There was a challenge, it goes like this:

 "Given a string containing only the characters x and y, find whether there are the same number of xs and ys."

This is what I did:

    // Given a string containing only the characters x and y, find whether there
    // are the same number of x's and y's.
    public boolean balanced(String s) {
        int x = 0, y = 0;
        for (int i = 0; i < s.length(); i++)
            if (s.charAt(i) == 'x')
                x++;
            else if (s.charAt(i) == 'y')
                y++;
        if (x == y)
            return true;
        else
            return false;
    }

Its real simple actually. The for loop runs through the string. Every character is checked and counter. By the end, if the program counter the same number of x's as the number of y's, return true, otherwise return false.

The challenge continues:

"Given a string containing only lowercase letters, find whether every letter that appears in the string appears the same number of times.
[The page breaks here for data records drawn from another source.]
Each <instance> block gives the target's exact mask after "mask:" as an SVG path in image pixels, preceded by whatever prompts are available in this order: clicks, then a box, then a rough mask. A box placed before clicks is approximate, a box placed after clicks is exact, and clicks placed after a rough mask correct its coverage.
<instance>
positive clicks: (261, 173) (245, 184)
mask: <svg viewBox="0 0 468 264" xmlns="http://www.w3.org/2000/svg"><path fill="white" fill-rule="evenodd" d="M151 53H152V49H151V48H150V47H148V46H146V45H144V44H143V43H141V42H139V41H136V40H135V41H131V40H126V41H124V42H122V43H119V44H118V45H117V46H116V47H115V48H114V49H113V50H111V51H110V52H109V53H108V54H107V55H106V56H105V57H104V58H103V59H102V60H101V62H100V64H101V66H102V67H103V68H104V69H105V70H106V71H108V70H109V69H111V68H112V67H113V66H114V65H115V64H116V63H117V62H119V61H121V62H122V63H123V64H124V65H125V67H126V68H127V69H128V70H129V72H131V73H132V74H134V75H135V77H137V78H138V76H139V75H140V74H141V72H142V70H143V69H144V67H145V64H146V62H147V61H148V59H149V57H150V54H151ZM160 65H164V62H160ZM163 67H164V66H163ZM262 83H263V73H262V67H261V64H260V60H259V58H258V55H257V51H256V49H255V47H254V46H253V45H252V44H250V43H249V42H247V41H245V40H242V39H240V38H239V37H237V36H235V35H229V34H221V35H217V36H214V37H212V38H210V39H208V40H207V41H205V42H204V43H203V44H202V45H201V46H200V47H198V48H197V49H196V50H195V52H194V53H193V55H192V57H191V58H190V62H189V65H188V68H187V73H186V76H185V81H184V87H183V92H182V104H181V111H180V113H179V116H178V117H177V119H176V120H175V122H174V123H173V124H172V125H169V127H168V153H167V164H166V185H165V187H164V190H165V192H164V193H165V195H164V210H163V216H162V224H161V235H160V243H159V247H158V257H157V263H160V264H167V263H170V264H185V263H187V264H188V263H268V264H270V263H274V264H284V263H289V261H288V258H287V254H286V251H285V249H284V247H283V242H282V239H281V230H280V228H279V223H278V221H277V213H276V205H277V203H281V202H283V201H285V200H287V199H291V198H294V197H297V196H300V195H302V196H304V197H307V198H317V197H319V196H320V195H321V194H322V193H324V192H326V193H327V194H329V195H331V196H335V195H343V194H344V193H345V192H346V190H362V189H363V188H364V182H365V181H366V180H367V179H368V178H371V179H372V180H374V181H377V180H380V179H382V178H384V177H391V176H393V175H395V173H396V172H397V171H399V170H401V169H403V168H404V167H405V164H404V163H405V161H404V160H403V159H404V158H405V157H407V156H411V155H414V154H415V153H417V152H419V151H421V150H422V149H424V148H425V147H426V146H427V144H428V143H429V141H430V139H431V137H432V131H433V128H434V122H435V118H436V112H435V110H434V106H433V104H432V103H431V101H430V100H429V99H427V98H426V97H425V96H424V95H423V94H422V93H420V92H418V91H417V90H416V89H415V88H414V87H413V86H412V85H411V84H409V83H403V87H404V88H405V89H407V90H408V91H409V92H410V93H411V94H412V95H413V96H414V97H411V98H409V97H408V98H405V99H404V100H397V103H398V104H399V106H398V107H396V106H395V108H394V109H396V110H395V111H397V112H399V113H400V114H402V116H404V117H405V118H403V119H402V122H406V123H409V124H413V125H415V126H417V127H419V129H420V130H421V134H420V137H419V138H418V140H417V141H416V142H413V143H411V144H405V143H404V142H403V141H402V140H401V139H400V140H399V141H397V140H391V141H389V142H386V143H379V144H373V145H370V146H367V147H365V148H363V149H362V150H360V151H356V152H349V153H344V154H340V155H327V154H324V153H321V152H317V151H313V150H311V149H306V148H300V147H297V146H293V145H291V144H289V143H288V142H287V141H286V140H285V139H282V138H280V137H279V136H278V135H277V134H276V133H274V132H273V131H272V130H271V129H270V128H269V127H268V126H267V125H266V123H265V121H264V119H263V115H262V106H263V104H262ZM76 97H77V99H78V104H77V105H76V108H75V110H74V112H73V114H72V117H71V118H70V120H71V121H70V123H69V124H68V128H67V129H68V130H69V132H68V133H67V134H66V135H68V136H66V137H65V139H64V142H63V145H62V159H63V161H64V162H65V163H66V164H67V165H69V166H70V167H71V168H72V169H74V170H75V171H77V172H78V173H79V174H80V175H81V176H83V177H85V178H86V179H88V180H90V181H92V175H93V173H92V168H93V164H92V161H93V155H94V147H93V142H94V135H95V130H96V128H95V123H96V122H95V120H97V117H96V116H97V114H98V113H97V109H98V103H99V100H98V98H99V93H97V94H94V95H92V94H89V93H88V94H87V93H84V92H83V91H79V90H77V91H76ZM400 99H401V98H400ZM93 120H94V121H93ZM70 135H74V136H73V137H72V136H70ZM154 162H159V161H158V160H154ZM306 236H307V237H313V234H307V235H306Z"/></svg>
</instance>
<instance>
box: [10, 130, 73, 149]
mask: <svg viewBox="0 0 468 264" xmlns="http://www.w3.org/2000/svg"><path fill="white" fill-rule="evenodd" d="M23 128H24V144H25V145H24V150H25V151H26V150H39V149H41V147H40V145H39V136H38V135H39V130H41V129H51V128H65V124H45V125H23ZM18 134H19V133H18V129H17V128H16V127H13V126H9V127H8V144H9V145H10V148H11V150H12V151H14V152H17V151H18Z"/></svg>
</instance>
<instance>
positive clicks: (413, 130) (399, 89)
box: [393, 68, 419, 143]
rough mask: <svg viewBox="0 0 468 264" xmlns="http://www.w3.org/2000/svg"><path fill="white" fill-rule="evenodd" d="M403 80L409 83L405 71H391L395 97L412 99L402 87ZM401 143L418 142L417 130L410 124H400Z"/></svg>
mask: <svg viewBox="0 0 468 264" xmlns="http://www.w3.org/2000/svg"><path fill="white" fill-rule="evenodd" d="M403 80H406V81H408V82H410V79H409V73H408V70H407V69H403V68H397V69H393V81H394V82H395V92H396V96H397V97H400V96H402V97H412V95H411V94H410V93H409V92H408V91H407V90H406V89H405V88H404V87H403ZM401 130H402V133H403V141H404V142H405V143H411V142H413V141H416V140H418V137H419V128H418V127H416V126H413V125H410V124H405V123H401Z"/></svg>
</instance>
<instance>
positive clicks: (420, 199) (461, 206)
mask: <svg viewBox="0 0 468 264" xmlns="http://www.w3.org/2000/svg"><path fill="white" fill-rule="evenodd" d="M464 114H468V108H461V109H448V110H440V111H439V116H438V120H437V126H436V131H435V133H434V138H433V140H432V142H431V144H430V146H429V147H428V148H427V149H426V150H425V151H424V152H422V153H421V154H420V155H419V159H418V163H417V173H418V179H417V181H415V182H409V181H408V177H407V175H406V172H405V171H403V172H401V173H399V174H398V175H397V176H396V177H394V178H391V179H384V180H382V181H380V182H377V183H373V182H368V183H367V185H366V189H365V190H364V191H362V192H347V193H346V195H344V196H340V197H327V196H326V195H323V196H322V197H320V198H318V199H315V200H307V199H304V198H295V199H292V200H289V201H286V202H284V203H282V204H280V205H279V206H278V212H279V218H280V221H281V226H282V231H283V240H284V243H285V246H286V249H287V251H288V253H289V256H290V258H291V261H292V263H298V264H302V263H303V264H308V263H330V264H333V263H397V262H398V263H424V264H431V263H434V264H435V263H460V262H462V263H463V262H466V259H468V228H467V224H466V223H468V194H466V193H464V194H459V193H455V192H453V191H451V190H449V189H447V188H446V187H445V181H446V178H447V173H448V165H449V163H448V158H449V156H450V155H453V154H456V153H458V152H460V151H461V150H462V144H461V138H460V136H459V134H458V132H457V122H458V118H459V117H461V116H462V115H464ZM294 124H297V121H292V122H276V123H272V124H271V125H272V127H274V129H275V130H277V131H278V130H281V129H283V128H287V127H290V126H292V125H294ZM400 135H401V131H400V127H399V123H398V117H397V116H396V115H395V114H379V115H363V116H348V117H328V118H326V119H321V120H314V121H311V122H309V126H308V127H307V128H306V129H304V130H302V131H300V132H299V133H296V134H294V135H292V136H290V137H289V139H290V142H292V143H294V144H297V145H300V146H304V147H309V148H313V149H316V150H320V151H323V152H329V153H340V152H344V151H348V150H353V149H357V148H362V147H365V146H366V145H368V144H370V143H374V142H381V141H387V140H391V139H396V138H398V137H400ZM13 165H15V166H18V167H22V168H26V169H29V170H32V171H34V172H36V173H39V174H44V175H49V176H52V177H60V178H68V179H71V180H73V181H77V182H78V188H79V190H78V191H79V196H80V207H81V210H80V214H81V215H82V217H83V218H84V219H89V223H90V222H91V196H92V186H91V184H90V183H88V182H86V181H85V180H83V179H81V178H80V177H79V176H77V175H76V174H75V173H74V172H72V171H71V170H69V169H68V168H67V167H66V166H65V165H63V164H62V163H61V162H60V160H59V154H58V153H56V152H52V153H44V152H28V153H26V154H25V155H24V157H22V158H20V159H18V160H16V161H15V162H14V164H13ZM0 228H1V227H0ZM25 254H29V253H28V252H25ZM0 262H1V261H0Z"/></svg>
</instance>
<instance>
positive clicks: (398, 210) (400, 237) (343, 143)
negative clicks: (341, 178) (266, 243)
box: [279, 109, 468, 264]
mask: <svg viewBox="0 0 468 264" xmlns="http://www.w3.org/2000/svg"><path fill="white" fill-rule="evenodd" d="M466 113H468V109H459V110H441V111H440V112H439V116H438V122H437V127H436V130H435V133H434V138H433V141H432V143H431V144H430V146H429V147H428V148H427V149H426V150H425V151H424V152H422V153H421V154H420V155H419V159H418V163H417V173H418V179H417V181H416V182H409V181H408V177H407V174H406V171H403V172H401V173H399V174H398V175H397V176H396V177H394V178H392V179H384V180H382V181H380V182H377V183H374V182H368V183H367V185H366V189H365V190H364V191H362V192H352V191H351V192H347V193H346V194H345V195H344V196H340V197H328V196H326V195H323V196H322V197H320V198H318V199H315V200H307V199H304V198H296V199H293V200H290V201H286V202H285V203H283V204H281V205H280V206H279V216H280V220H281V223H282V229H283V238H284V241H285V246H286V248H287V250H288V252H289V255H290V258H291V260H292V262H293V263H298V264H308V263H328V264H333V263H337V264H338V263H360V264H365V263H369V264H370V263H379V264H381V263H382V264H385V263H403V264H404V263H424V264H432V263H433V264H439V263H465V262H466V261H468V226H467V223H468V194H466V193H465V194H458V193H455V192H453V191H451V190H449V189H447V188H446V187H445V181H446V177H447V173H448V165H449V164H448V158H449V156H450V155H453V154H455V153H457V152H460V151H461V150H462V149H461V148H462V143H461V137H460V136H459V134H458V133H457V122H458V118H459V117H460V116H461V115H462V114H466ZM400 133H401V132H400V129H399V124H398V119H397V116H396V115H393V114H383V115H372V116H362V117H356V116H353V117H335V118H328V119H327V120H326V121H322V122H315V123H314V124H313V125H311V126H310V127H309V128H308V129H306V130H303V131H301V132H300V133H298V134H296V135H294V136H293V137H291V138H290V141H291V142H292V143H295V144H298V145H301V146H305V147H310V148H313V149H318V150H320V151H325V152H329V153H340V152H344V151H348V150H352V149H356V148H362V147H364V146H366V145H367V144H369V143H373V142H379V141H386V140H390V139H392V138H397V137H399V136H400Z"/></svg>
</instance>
Don't forget to handle the empty string ("") correctly!"

This is what I did:

    // Given a string containing only lowercase letters, find whether every
    // letter that appears in the string appears the same number of times.
    public boolean balancedBonus(String s) {
        if (s == "")
            return true;
        else {
            ArrayList<Character> letters = new ArrayList<Character>();
            ArrayList<Integer> amount = new ArrayList<Integer>();
            letters.add(0, s.charAt(0));
            amount.add(0, 1);
            for (int i = 1; i < s.length(); i++)
                if(letters.contains(s.charAt(i))){
                    amount.set(letters.indexOf(s.charAt(i)), amount.get(letters.indexOf(s.charAt(i))) + 1);
                }else{
                    letters.add(s.charAt(i));
                    amount.add(1);
                }
            for (int i = 0; i < letters.size(); i++)
                if(amount.get(i) != amount.get(0))
                    return false;
            return true;
        }
    }
This looks more complicated than it is. There are two lists, one holds the letter, and the other list holds the number of appearances of that letter at the same index. For example, if the letters list has an x at index 0, the number of x's counted will be stored in the amount list, also at index 0. The program runs through the string and checks every letter. If the letter already appears in the letters list, the amount list is updated. If the letter does not yet appear in the letters list, the letter is added to the end of the letter list, and a 1 is added to the end of the amount list. At the end, we check if the numbers stored in the amount list are all the same.